Page MenuHomePhabricator

Some language codes for sitelinks are capitalised differently from labels
Open, MediumPublicBUG REPORT

Description

For labels, the codes crh-latn and nds-nl are lowercase (see this query). For sitelinks, they are written crh-Latn and nds-NL (see this query).

Since language codes are case insensitive, they are both valid and equivalent, but I think we should be consistent, because that's what most users will expect (e.g. not one of the example queries use lcase() or ucase() when using lang() or schema:inLanguage - people just assume that a language code will always be capitalised the same way) and being inconsistent leads to unexpected behaviour (unexpected results when comparing labels with sitelinks is how I discovered that the capitalisation differs). I think only crh-latn and nds-nl are affected for sitelinks, so far less data would be affected by lowercasing those compared to changing the case used for labels/descriptions/aliases.

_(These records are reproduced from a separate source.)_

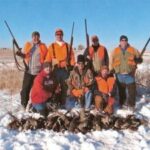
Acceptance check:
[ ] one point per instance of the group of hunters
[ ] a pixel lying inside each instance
(91, 80)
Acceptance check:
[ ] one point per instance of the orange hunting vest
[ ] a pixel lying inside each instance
(42, 48)
(55, 51)
(130, 58)
(101, 52)
(105, 86)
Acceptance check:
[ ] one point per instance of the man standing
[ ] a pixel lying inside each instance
(34, 54)
(105, 90)
(124, 62)
(62, 60)
(80, 84)
(97, 54)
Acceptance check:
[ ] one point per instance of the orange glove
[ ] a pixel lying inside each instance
(77, 93)
(62, 64)
(86, 80)
(86, 89)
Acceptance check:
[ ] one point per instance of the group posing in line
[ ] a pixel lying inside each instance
(92, 80)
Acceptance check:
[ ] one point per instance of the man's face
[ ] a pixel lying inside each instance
(123, 43)
(104, 73)
(47, 70)
(95, 42)
(80, 65)
(59, 37)
(35, 39)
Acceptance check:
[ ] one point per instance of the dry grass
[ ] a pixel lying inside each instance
(11, 80)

Review June 21, 2021: suggested update to Wikibase.default.php#199 (canonicalLanguageCodes) (currently, there is "crh-Latn"):

		'crh'      => 'crh-latn',
		'nds-NL'      => 'nds-nl',

Event Timeline

Restricted Application added a subscriber: Aklapper. · View Herald Transcript

Generally, these are two different language codes - one from label, another from site, which is probably takes from wiki configuration, so they are just what the data says. However, we do normalize the language for sitelinks:

$lang = $this->vocabulary->getCanonicalLanguageCode( $site->getLanguageCode() );

but not for terms (labels, descriptions, etc.). Maybe we should start doing that too? I'm not sure what is the accepted practice for those is.

The standard is quite clear on the recommended formatting, and also that language codes are case insensitive.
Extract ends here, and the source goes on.